A Blues Family, Kicking Out Homemade Jamz
When you picture someone playing the blues, you imagine someone who's been through the school of hard knocks. The lead singer for the Homemade Jamz Blues Band has been to school, all right — high school.
Frontman Ryan Perry is 16 years old. He sings like a man and manhandles his guitar, but when he and his bandmates break into giggles, it's clear they're all kids.
The three Perry siblings are 9, 14, and 16 years old; together, they're the Homemade Jamz Blues Band. Ryan took up the guitar at age 7. His brother, Kyle, followed with an electric bass, and their baby sister, Taya, rounded out the trio when she picked up drumsticks. The three are now regulars on the blues-festival circuit.

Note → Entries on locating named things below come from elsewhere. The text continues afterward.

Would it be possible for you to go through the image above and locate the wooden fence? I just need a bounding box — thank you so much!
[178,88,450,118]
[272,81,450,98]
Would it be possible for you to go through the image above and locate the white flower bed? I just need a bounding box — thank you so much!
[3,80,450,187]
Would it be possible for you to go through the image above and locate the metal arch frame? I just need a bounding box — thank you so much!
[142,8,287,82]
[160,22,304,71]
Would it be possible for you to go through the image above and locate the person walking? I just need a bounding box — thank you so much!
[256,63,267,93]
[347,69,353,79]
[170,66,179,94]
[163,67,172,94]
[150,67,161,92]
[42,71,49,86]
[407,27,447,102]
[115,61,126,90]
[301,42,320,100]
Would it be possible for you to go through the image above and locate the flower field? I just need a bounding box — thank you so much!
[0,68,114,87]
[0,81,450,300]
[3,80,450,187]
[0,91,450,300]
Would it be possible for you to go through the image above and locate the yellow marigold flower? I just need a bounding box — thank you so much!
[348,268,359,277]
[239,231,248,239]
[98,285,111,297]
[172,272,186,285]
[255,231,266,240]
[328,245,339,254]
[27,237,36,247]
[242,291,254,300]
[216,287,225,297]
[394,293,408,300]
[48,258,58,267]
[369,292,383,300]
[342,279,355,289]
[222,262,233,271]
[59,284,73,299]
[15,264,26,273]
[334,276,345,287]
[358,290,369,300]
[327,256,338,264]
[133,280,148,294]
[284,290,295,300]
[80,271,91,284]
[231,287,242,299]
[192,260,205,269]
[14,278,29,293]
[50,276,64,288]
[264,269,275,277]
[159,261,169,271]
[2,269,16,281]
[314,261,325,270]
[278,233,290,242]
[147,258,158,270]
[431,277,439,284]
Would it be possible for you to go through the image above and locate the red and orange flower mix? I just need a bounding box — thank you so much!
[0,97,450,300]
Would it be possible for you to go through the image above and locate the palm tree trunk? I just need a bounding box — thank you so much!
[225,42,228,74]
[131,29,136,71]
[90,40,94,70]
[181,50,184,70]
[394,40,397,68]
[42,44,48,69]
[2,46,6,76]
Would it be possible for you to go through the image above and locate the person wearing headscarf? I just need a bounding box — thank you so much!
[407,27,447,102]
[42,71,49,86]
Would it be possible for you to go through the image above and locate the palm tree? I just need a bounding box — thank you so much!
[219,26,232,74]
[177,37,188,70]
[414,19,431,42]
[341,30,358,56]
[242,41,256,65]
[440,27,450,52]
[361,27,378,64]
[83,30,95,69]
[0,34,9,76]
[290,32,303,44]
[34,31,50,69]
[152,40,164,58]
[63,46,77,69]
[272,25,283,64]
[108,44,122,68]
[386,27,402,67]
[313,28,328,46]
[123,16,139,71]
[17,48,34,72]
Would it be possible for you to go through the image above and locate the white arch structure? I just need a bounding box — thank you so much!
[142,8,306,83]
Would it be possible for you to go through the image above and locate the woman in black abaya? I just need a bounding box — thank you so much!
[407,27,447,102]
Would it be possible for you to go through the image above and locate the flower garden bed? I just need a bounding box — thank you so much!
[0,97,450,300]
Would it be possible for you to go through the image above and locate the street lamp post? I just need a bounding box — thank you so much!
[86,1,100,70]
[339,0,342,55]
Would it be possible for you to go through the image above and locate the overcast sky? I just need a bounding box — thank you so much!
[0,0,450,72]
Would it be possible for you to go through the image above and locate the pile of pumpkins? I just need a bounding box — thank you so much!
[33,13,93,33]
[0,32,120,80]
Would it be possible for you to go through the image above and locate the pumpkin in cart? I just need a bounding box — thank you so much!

Home for them is Tupelo, Miss. It's where they recorded their new CD, Pay Me No Mind. It's where they make their instruments by hand. And it's where they caught an early case of the blues listening to their father's collection of B.B. King recordings.
The band sat down with Michele Norris in NPR's Studio 4A to perform a few tunes on their unique guitars, each made from an automobile muffler. In between, they explained how they got their start making music.
Learning The Blues
"I was put in guitar lessons, and I was doing pretty well in it," Ryan says. "I was learning notes, though, and the material that he was teaching me wasn't what I wanted to learn. I wanted to learn blues; I wanted to learn B.B. King, Albert King, Stevie Ray Vaughan, all those artists."
Ryan says he went through several instructors before a little friendly coercion from his dad landed him a mentor seasoned in the blues. Dad Renaud Perry was working as a police officer when he approached a local bluesman known as Jabbo.
"I know that if I go to this guy's house as just a regular person, he was going to say no," he says. "That is what I kept running into all the time. ... So, you know, I said, well, 'I'm on duty, I'll swing by there in my police car and my uniform.' And he was out cutting grass. We laugh about it today, but when he saw me pulled up, he said his mind got to racing, 'Man, what have I done?' "
Jabbo reluctantly allowed Ryan, then 12, to swing by and jam that weekend.
"They rocked that porch. I mean, they had that porch going in no time," Renaud Perry says. "And at the end of the session, that man looked at me and said, 'You know, this kid: I want to teach him everything I know.' "
Living The Blues
One thing that Jabbo didn't teach the Perrys was how to make their own instruments. Their homemade muffler guitars — literally, the guitar bodies are made from car mufflers — are slung around their waists with seatbelt straps.
"Basically, what we did was bolted on a neck, took the electronics from a regular guitar, and just shoved them in the body of this muffler," Ryan says. "On the back of it is a license plate, covering the giant hole that we cut in it. And then we have exhaust tips that we put at the end of the guitars."
His father contributes a little harmonica to the outfit, and also wrote most of the band's repertoire. Many of the songs tackle life experiences that the young siblings couldn't have had yet. Or could they?
"No, not yet," Ryan says. "But it's just putting yourself in the frame of mind. When he hands me a sheet of music and I get the subject, he shows me how to sing it. So in my mind, I'm thinking ... 'Say OK, I'm a guy, I just lost my woman. How am I going to sing this, how am I going to play this, you know, how's the mood of the song going to be?'"
So how does the band sing the blues about experiences it hasn't necessarily had yet?
"To this day, I still don't know," Ryan says. "I think it's just a talent, a natural talent we all have. A God-given talent. And I think we're all grateful to have that talent. And, hopefully, none of those experiences will hit us too hard if we have them. But if they do, they'll do nothing but help us in our career."